Reducing the Energy Cost of Inference via In-sensor Information Processing

07/03/2016 ∙ by Sai Zhang, et al. ∙ 0

There is much interest in incorporating inference capabilities into sensor-rich embedded platforms such as autonomous vehicles, wearables, and others. A central problem in the design of such systems is the need to extract information locally from sensed data on a severely limited energy budget. This necessitates the design of energy-efficient sensory embedded system. A typical sensory embedded system enforces a physical separation between sensing and computational subsystems - a separation mandated by the differing requirements of the sensing and computational functions.
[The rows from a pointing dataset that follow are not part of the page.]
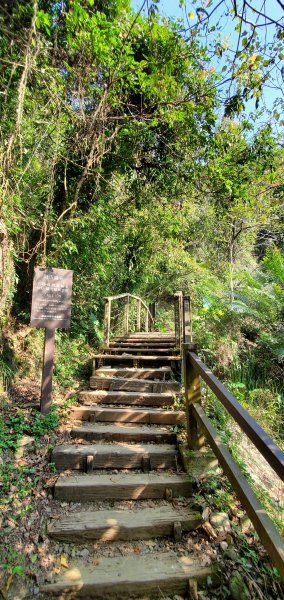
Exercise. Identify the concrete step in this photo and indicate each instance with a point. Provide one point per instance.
(147, 457)
(110, 525)
(127, 415)
(121, 486)
(123, 433)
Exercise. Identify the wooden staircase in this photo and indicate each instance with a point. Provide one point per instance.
(123, 447)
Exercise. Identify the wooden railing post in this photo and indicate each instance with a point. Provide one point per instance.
(195, 437)
(152, 310)
(107, 321)
(146, 321)
(178, 320)
(126, 315)
(187, 320)
(138, 315)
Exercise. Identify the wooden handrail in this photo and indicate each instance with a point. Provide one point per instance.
(199, 425)
(263, 442)
(263, 524)
(118, 296)
(110, 315)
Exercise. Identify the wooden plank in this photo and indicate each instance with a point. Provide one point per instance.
(142, 343)
(85, 488)
(132, 373)
(114, 456)
(110, 525)
(128, 576)
(131, 433)
(187, 320)
(131, 398)
(149, 336)
(263, 442)
(135, 348)
(107, 316)
(133, 385)
(126, 415)
(267, 532)
(141, 357)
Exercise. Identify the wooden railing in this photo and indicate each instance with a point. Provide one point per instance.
(200, 428)
(127, 313)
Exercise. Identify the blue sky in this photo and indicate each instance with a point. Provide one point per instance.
(171, 9)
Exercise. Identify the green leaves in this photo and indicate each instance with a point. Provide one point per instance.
(43, 21)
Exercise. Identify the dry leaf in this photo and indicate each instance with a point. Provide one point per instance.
(209, 530)
(63, 561)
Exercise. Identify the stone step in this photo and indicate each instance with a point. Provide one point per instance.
(132, 576)
(161, 373)
(90, 487)
(115, 456)
(110, 525)
(129, 398)
(133, 385)
(127, 415)
(92, 432)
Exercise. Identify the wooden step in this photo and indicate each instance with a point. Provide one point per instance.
(115, 456)
(133, 385)
(121, 486)
(140, 358)
(142, 343)
(129, 398)
(135, 348)
(161, 373)
(126, 577)
(96, 431)
(146, 335)
(127, 415)
(110, 525)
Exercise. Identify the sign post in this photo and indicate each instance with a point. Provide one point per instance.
(51, 308)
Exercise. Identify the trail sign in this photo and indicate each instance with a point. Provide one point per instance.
(51, 308)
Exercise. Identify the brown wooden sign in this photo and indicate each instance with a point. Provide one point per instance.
(51, 308)
(51, 300)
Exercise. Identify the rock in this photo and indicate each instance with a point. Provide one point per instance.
(245, 524)
(238, 587)
(220, 521)
(223, 546)
(26, 440)
(231, 553)
(36, 591)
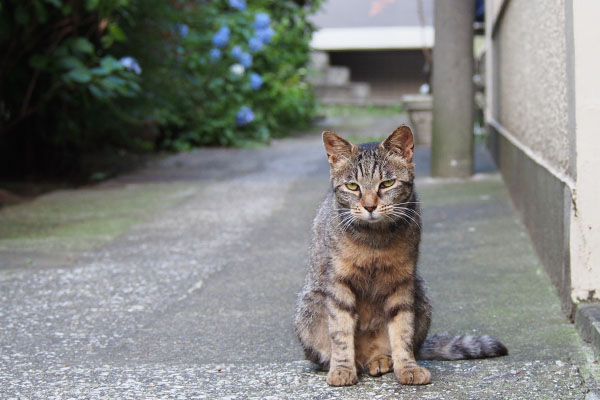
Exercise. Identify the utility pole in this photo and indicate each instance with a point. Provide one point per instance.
(453, 108)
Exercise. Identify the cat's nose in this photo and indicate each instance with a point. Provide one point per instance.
(370, 208)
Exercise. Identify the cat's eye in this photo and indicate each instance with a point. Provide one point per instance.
(386, 184)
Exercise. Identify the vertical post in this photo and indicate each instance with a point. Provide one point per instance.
(453, 108)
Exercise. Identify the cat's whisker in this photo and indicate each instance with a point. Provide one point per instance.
(401, 214)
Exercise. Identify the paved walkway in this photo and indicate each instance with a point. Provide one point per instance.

As a consequence, the energy consumption in such systems tends to be dominated by the energy consumed in transferring data over the sensor-processor interface (communication energy) and the energy consumed in processing the data in digital processor (computational energy). In this article, we propose an in-sensor computing architecture which (mostly) eliminates the sensor-processor interface by embedding inference computations in the noisy sensor fabric in analog and retraining the hyperparameters in order to compensate for non-ideal computations. The resulting architecture referred to as the Compute Sensor - a sensor that computes in addition to sensing - represents a radical departure from the conventional. We show that a Compute Sensor for image data can be designed by embedding both feature extraction and classification functions in the analog domain in close proximity to the CMOS active pixel sensor (APS) array. Significant gains in energy-efficiency are demonstrated using behavioral and energy models in a commercial semiconductor process technology. In the process, the Compute Sensor creates a unique opportunity to develop machine learning algorithms for information extraction from data on a noisy underlying computational fabric.